ICELAND- The members of the Center for Reasonable and Appreciated Politics traveled to Iceland last week to protest the active volcano which began erupting on April 15.
"Of all the weeks for Earth to pull this shit," said Steven Hills, president of the Center for Reasonable and Appreciated Politics, or C.R.A.P for short. "Earth couldn't have waited just another week or something, it just couldn't! I mean, hel-lo! We're trying to have an 'Earth Day' here!"
It's true.

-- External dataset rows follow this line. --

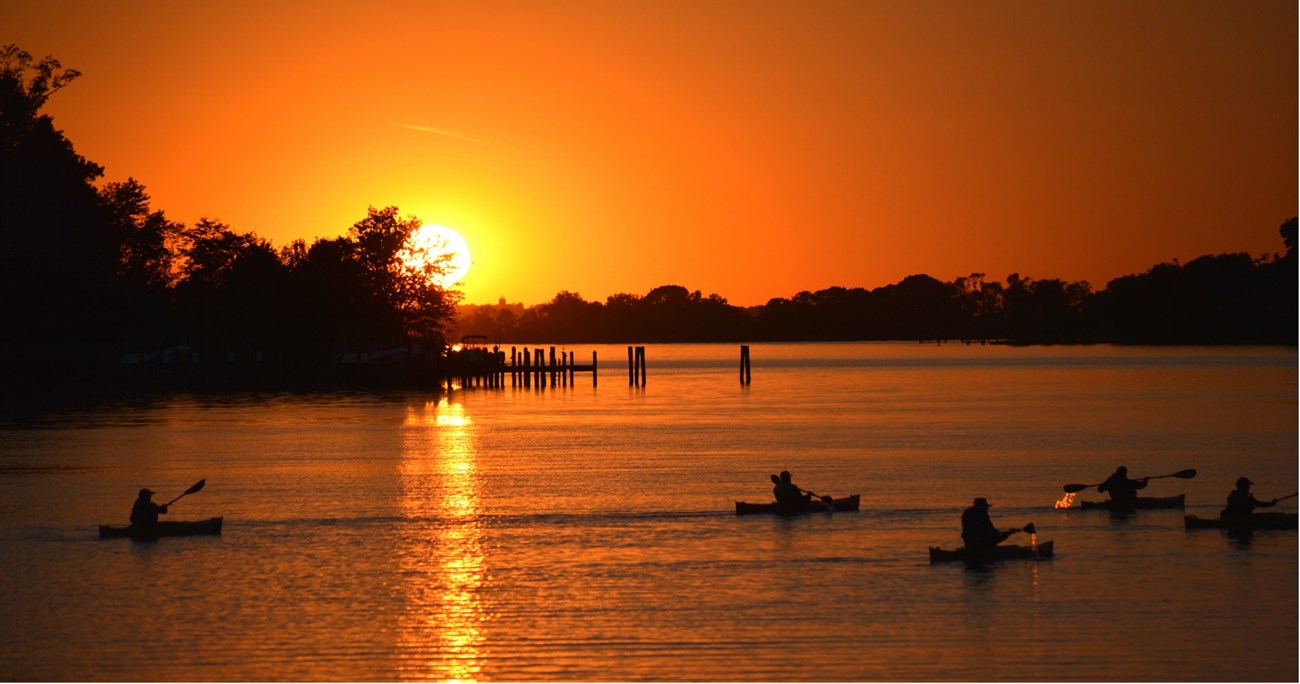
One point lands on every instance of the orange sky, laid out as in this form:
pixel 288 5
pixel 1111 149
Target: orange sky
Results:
pixel 750 150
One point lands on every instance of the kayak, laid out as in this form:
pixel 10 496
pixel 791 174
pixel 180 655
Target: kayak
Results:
pixel 1265 520
pixel 986 555
pixel 165 528
pixel 1140 502
pixel 846 503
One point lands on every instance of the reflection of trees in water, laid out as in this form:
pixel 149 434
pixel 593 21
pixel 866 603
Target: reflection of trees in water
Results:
pixel 442 559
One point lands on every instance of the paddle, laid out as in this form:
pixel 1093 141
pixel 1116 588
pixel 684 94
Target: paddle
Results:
pixel 1027 529
pixel 187 492
pixel 1182 475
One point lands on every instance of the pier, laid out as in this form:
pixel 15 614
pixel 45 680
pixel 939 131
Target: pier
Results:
pixel 476 366
pixel 479 367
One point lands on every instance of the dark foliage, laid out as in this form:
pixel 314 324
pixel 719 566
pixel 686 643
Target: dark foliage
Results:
pixel 98 288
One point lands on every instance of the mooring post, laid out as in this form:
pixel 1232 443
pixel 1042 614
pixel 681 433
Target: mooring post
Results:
pixel 744 364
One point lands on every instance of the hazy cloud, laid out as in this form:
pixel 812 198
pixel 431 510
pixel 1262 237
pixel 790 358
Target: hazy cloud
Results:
pixel 442 131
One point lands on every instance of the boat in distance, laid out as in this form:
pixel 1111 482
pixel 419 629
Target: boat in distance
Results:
pixel 846 503
pixel 1132 505
pixel 165 528
pixel 987 555
pixel 1261 520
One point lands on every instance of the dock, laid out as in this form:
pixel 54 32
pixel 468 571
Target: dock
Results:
pixel 481 367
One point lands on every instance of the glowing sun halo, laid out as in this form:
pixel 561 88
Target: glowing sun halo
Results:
pixel 438 252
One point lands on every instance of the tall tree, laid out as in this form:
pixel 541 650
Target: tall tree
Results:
pixel 59 259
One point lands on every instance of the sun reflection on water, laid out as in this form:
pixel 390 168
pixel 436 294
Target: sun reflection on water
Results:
pixel 442 559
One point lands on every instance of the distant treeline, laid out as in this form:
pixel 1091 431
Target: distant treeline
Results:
pixel 1225 299
pixel 98 286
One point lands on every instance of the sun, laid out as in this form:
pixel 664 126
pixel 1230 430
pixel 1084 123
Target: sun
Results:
pixel 436 252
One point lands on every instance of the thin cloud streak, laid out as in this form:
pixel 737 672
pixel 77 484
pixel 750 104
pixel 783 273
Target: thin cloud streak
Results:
pixel 442 131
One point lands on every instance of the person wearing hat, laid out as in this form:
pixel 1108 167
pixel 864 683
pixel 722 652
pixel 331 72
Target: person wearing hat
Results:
pixel 1119 486
pixel 785 492
pixel 144 511
pixel 978 531
pixel 1242 502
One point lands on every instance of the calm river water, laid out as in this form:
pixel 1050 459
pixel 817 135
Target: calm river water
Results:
pixel 589 532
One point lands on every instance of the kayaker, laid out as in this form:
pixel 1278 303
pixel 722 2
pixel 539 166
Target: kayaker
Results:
pixel 978 531
pixel 144 511
pixel 1242 502
pixel 1119 486
pixel 785 492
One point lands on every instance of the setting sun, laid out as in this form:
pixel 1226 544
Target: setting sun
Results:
pixel 438 252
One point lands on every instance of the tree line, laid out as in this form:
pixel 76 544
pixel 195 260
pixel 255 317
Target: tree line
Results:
pixel 99 286
pixel 1221 299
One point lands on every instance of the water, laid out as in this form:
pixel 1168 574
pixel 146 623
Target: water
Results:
pixel 588 532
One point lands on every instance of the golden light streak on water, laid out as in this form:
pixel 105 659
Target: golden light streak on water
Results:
pixel 442 563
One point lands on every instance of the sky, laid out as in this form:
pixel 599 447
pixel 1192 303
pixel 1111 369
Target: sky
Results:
pixel 748 150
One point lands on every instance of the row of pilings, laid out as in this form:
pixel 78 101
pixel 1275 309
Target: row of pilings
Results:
pixel 533 368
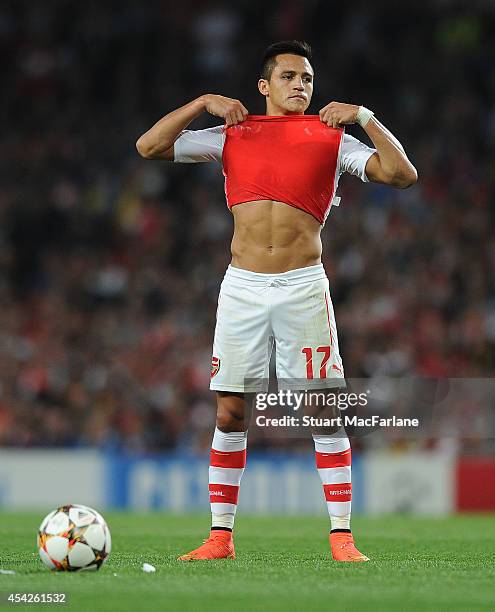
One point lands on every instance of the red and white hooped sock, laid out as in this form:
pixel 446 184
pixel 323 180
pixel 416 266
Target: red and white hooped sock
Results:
pixel 227 463
pixel 333 460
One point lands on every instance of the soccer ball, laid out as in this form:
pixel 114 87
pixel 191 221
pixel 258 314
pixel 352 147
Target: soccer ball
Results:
pixel 74 537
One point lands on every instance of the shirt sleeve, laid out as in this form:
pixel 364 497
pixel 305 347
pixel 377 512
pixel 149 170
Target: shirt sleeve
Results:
pixel 199 145
pixel 354 156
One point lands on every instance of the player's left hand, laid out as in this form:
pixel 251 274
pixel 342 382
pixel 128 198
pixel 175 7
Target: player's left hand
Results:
pixel 336 114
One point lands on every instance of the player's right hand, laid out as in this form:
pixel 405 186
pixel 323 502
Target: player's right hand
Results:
pixel 233 111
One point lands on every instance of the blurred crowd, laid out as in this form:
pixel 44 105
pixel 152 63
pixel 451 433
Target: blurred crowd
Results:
pixel 110 265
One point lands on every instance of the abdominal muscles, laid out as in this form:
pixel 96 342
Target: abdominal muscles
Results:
pixel 272 237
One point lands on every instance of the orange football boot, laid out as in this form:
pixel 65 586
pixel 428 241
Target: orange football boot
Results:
pixel 220 545
pixel 343 548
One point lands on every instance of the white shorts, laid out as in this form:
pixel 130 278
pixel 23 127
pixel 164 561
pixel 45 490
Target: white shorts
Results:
pixel 291 310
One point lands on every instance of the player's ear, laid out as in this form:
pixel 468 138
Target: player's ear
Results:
pixel 263 87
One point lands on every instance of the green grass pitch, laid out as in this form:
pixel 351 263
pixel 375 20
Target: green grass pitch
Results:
pixel 282 563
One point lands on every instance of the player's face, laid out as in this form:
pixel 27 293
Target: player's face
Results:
pixel 290 87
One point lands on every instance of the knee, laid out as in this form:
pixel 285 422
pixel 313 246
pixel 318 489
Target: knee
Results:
pixel 231 413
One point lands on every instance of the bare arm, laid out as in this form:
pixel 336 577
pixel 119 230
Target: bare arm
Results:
pixel 389 165
pixel 158 141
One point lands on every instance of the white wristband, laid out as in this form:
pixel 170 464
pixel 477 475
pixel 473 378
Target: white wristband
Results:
pixel 364 115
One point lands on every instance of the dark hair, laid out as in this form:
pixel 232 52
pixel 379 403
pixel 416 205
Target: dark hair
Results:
pixel 295 47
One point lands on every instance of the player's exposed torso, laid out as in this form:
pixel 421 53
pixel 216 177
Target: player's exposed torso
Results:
pixel 271 237
pixel 295 159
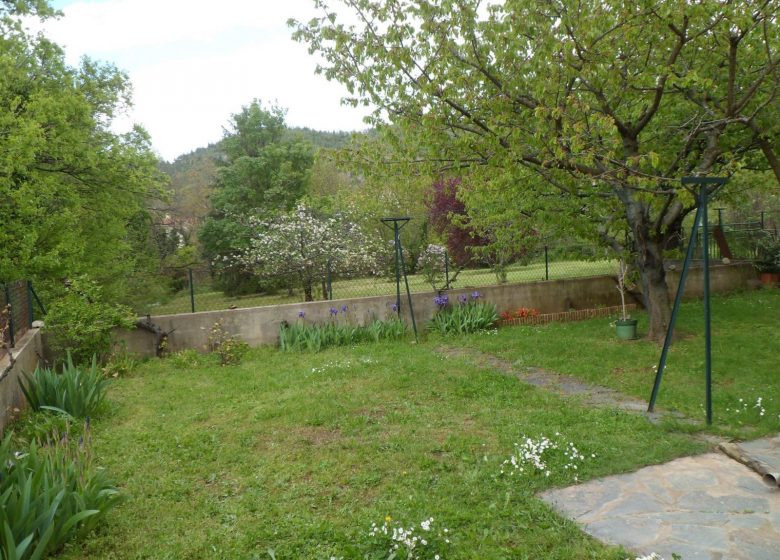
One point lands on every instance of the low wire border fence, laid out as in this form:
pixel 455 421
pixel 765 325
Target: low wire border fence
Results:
pixel 18 301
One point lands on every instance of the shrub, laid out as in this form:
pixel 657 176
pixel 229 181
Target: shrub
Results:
pixel 432 265
pixel 187 358
pixel 228 347
pixel 49 495
pixel 81 321
pixel 74 391
pixel 519 313
pixel 120 363
pixel 468 316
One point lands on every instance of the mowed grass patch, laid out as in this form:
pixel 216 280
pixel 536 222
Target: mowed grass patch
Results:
pixel 300 453
pixel 745 353
pixel 207 299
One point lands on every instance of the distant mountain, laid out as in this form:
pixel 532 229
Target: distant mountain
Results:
pixel 193 174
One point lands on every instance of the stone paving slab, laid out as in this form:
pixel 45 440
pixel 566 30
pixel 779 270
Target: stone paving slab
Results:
pixel 765 451
pixel 707 507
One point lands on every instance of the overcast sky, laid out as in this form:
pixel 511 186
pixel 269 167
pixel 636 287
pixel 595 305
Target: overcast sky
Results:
pixel 193 63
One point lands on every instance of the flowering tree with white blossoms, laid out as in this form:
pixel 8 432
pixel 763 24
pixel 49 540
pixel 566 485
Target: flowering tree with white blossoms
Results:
pixel 300 246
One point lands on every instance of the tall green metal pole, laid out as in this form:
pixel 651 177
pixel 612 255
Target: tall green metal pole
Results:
pixel 675 310
pixel 192 291
pixel 707 331
pixel 700 221
pixel 11 334
pixel 398 260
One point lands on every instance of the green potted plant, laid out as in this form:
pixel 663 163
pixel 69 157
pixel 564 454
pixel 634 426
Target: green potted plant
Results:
pixel 768 259
pixel 625 327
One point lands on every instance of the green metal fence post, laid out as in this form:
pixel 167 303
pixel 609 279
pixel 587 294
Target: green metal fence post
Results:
pixel 192 290
pixel 29 305
pixel 707 330
pixel 675 309
pixel 446 269
pixel 700 221
pixel 10 316
pixel 546 264
pixel 37 300
pixel 330 280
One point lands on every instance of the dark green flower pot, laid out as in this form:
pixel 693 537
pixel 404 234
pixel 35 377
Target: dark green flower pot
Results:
pixel 626 330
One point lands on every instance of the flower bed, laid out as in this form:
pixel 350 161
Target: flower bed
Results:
pixel 577 315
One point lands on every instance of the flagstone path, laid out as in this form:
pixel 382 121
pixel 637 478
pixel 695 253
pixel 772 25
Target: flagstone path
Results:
pixel 707 507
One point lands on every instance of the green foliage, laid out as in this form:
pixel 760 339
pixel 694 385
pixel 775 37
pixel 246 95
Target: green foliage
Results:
pixel 554 116
pixel 72 191
pixel 49 496
pixel 464 318
pixel 230 348
pixel 120 363
pixel 768 259
pixel 75 391
pixel 261 174
pixel 81 321
pixel 314 337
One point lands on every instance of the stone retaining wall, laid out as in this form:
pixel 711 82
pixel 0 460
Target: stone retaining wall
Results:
pixel 260 325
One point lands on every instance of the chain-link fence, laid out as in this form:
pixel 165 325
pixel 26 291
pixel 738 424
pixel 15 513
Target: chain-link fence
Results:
pixel 18 303
pixel 202 288
pixel 737 239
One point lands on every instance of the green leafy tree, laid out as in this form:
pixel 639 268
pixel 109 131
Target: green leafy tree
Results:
pixel 71 190
pixel 582 112
pixel 261 175
pixel 301 248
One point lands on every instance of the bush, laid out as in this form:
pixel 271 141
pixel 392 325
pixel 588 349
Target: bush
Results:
pixel 48 496
pixel 120 363
pixel 81 322
pixel 313 337
pixel 228 347
pixel 75 392
pixel 186 359
pixel 468 316
pixel 432 265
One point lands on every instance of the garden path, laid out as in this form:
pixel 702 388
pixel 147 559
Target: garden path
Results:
pixel 706 507
pixel 565 385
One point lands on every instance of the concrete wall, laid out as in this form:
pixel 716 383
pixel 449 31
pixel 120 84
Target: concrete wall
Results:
pixel 260 325
pixel 26 356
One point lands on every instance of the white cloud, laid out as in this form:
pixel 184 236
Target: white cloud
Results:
pixel 193 63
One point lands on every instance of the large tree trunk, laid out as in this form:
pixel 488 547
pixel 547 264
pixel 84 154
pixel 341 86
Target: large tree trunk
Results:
pixel 654 289
pixel 649 261
pixel 308 290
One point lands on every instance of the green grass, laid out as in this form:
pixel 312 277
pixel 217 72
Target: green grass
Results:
pixel 745 351
pixel 207 299
pixel 300 453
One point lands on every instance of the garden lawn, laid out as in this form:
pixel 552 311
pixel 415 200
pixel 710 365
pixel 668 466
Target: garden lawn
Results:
pixel 299 453
pixel 745 359
pixel 206 299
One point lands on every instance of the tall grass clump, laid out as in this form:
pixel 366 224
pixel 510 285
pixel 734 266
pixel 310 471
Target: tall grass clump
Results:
pixel 468 316
pixel 75 391
pixel 314 337
pixel 48 496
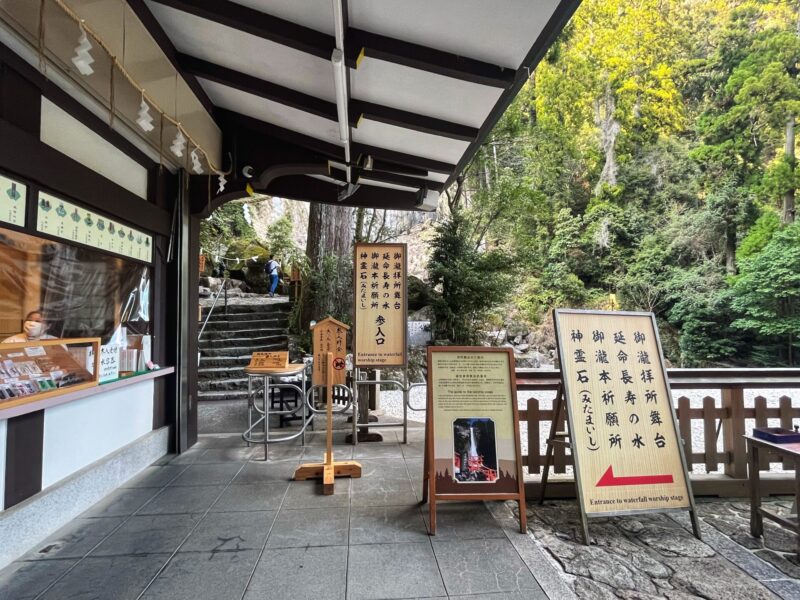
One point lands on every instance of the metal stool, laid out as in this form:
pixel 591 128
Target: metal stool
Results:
pixel 263 412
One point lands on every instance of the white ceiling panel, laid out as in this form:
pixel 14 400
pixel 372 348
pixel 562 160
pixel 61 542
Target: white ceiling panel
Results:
pixel 383 184
pixel 314 14
pixel 409 141
pixel 271 112
pixel 500 33
pixel 422 92
pixel 246 53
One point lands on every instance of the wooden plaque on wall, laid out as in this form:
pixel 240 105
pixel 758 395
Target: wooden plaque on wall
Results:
pixel 623 431
pixel 472 445
pixel 329 336
pixel 269 360
pixel 380 305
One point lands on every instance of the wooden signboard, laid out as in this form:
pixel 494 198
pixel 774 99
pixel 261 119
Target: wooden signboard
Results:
pixel 624 439
pixel 380 306
pixel 472 446
pixel 269 360
pixel 329 336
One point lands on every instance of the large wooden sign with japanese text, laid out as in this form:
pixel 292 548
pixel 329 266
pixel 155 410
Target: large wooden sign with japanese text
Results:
pixel 329 336
pixel 624 437
pixel 472 449
pixel 380 306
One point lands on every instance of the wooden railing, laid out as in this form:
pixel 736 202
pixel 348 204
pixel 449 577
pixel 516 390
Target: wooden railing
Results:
pixel 724 420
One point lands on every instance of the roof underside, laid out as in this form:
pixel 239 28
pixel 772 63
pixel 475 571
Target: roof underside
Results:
pixel 425 81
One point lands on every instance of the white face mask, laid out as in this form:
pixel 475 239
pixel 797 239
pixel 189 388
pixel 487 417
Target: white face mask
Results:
pixel 33 329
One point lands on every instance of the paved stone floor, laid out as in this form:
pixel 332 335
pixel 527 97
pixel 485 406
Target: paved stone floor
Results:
pixel 219 522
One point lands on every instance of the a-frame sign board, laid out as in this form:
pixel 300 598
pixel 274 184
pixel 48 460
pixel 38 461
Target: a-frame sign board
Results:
pixel 623 433
pixel 472 445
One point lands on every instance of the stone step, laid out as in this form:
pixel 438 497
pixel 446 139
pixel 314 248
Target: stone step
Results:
pixel 226 334
pixel 224 362
pixel 218 396
pixel 239 351
pixel 238 342
pixel 272 307
pixel 218 373
pixel 279 322
pixel 222 385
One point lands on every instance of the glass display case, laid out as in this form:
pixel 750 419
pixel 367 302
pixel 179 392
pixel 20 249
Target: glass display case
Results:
pixel 35 370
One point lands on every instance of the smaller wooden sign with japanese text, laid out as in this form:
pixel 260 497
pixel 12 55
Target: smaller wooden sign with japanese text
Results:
pixel 329 336
pixel 269 360
pixel 380 305
pixel 624 436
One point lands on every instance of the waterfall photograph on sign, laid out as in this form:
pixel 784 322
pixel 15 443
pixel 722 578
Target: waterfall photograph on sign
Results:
pixel 474 451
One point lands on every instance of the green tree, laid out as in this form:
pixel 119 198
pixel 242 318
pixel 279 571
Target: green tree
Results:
pixel 766 296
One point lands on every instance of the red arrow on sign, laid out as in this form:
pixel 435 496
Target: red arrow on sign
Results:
pixel 608 479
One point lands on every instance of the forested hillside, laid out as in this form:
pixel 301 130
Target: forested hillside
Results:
pixel 649 164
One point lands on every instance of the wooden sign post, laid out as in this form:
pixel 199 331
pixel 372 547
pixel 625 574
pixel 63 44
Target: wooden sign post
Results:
pixel 381 307
pixel 329 335
pixel 623 434
pixel 269 360
pixel 328 469
pixel 472 446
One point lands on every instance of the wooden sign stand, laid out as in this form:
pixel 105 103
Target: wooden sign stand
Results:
pixel 590 388
pixel 328 469
pixel 472 490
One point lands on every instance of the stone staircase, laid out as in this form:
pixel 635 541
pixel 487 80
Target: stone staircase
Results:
pixel 225 348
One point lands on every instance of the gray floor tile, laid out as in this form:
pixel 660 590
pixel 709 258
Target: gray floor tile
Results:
pixel 155 476
pixel 204 575
pixel 230 531
pixel 75 539
pixel 393 571
pixel 386 524
pixel 266 472
pixel 378 450
pixel 464 521
pixel 383 468
pixel 250 497
pixel 482 566
pixel 148 534
pixel 310 527
pixel 278 453
pixel 182 500
pixel 340 452
pixel 226 455
pixel 107 578
pixel 188 457
pixel 219 441
pixel 308 494
pixel 207 474
pixel 413 450
pixel 383 492
pixel 316 573
pixel 25 580
pixel 121 503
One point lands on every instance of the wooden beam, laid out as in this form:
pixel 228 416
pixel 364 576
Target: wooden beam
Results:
pixel 423 58
pixel 257 23
pixel 317 106
pixel 316 43
pixel 161 38
pixel 394 178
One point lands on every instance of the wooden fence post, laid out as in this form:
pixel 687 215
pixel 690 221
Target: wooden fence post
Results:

More than two dozen protesters traveled by boat to the coast of Iceland in order to shout their disapproval at the active volcano, named Eyjafjallajokull, or Jibba-Jabba-Jooboo to us Americans.
"We can't even get on a diesel powered plane to protest this, since [Jibba-Jabba-Jooboo] is spewing out all the ash into the atmosphere, polluting the hell out of it," said Debbie Pollack, a 42 year old account and frequent viewer of the Today Show. "What a gluttonous Earth we have."
Millions of tons of ash has been shot miles high into the atmosphere, disrupting airline travel across Europe for days on end. Protesters have gotten slightly tired over the 10-day boat trip, but are trying to stay vigilant. "Whenever I think that maybe we should be focusing on things like illegal pesticides or fossil fuel pollutants," said Steven Hills, "I think about the thousand of tons of sulfur dioxide, hydrogen sulfide, carbon monoxide, hydrogen chloride and hydrogen fluoride being sent into our air, choking us. It's ridiculous!"
The biggest move the Center for Reasonable and Appreciated Politics hopes to achieve is a bill proposed to President Obama to stop volcanic activities by 18% over the next 10 years. "I polished off the letter and sent it to my local congressman before we left off the coast of Newfoundland on Tuesday," said Hill. "Maybe our protesting will help raise volcano awareness."
When asked how exactly the Center for Reasonable and Appreciated Politics is going to protest a volcano, Hills fell short on a definite answer. "Ya know," he said with his head cocked to the side, "I never gave that much thought. I just got so keyed up when I saw the pollution on television, I just felt like I had to protest it."
At the time of this article being published, there were rumors that upon reaching the shore of Iceland, members of C.R.A.P will stand at a safe distance and shake their fists at the volcano.